Research Seminar: Dr Sanjay Modgil

Date: 28 April 2017

Time: 11:00 - 12:00

Location: Wolfson Lecture Theatre, Computing, Queen Mother Building

Host: Dr Katarzyna Budzynska

We are very pleased to announce this forthcoming seminar with Dr Sanjay Modgil of King's College London who is invited as a guest of the Argumentation Technology Research Group.

Title: The Role of Logic based Argument and Dialogue in Addressing the Value Loading Problem

Abstract: Many of the recently reported successes of Artificial Intelligence have been founded on significant advances in machine learning. It is in this context that concerns have been raised about artificially intelligent, and in particular `superintelligent' machines; the central argument being that in pursuit of their goals such machines may inadvertently realise outcomes that are not aligned with human values, and that may therefore pose serious threats to human well being. In this talk I will summarise and illustrate this argument, and then review current approaches to addressing how one can avert such dangers by ensuring alignment of outcomes with human values; the so called `value loading problem' which is considered by prominent philosophers and AI researchers as amongst the most pressing of research challenges. However, I argue that current approaches, which primarily rely on machine learning techniques, will prove to be inadequate unless machines have the capacity to engage in symbolic joint reasoning with humans about moral and ethical issues. I will then briefly review some of my previous and current research aiming to facilitate such joint reasoning in the form of argumentation based dialogues that capture real-world modes of dialectical reasoning, are provably rational under resource bounds, and facilitate reasoning about values and preferences. I will conclude by pointing to future research directions that may fruitfully be pursued so that logic based argument and dialogue can contribute to solving the value loading problem.
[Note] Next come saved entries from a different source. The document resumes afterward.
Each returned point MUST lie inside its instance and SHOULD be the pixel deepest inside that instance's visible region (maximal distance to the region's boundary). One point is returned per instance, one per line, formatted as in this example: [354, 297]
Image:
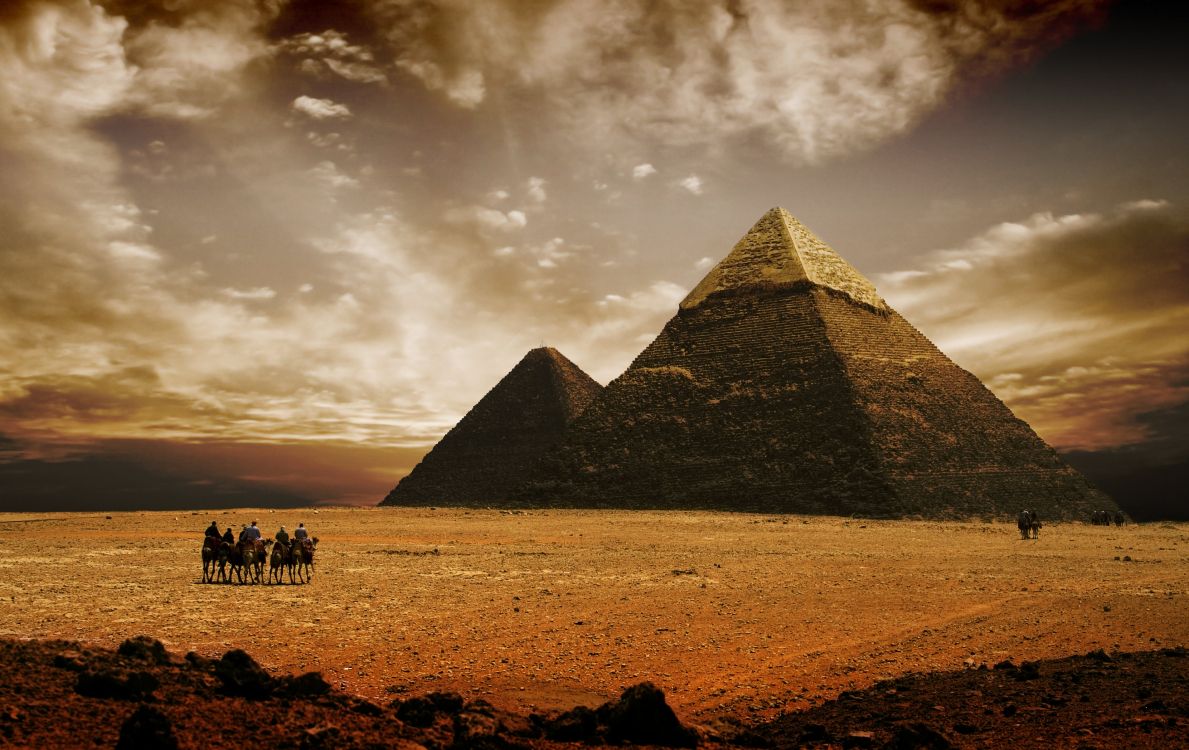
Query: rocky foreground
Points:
[65, 694]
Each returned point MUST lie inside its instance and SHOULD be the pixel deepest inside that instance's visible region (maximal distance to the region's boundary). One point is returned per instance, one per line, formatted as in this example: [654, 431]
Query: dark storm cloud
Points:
[818, 80]
[140, 474]
[1079, 321]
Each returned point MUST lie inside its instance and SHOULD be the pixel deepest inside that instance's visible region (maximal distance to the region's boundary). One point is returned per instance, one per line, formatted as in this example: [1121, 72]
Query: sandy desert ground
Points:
[731, 615]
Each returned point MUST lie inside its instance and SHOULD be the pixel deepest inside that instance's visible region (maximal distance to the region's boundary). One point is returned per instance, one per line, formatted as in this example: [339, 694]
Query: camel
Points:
[234, 561]
[301, 559]
[1024, 523]
[277, 562]
[209, 555]
[222, 555]
[252, 553]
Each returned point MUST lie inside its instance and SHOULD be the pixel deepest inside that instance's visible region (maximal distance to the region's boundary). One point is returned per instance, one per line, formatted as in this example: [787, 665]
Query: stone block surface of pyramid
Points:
[492, 448]
[786, 384]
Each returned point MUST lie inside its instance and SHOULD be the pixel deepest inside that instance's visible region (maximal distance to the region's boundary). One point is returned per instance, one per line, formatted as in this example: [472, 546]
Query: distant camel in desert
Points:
[209, 558]
[1024, 523]
[252, 553]
[277, 562]
[301, 560]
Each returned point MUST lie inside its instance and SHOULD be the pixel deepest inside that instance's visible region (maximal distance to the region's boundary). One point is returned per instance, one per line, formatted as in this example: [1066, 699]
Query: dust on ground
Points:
[730, 615]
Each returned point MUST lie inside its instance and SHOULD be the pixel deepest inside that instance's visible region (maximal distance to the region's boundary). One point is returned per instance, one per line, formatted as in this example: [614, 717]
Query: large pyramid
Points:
[494, 446]
[785, 383]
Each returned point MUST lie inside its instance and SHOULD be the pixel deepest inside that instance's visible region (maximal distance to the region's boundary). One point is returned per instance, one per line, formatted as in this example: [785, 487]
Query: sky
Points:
[269, 252]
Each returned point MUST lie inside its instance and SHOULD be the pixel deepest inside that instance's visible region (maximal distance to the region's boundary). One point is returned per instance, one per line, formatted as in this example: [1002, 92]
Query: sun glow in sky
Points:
[289, 244]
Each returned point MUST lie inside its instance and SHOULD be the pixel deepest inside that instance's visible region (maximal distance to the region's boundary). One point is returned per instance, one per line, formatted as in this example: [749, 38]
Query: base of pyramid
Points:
[803, 401]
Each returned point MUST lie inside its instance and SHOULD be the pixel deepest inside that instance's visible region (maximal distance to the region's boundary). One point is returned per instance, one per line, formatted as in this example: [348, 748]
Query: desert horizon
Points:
[730, 613]
[662, 373]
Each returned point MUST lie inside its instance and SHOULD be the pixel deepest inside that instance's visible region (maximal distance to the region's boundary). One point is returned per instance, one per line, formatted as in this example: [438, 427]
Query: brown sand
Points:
[729, 613]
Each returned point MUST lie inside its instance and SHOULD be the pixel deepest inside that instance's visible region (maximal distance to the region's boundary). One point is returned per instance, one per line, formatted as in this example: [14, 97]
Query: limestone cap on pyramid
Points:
[780, 252]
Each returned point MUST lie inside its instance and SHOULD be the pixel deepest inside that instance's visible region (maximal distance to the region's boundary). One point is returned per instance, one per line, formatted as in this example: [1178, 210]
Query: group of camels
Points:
[222, 560]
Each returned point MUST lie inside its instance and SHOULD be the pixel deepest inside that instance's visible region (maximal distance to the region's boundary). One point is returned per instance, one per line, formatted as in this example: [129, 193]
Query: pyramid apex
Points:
[779, 252]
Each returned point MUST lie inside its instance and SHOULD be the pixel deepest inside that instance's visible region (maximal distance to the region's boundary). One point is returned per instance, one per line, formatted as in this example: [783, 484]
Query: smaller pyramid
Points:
[492, 448]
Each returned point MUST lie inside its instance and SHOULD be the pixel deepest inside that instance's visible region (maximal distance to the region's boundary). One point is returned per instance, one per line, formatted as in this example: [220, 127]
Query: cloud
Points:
[642, 170]
[1077, 321]
[321, 108]
[486, 218]
[816, 79]
[692, 184]
[189, 64]
[255, 292]
[329, 54]
[327, 174]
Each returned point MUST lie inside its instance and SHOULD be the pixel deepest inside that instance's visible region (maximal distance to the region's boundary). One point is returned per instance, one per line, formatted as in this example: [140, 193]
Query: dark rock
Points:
[69, 660]
[241, 675]
[366, 708]
[579, 724]
[1027, 670]
[476, 730]
[642, 717]
[115, 685]
[146, 729]
[308, 685]
[320, 738]
[816, 732]
[446, 703]
[143, 648]
[197, 661]
[918, 736]
[480, 706]
[859, 739]
[415, 711]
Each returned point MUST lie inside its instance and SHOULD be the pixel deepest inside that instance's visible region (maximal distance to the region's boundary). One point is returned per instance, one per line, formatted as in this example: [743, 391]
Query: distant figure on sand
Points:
[1024, 523]
[250, 533]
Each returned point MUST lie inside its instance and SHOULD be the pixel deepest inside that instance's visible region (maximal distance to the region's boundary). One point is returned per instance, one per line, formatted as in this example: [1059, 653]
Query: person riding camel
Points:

Bio: Sanjay Modgil is a senior lecturer in the agents and intelligent systems group at King's College, and chair of the European Association of Multi agent Systems. His current research focuses on formal logic, argumentation theory and dialogue; in particular the ASPIC+ model of logic-based argumentation, metalevel argumentation, and extensions to argumentation systems to accommodate argumentation about preferences and values. He also works on applications of argumentation to agent reasoning and communication; in particular how rational conclusions are arrived at through the dialectical exchange of argument and counter-argument.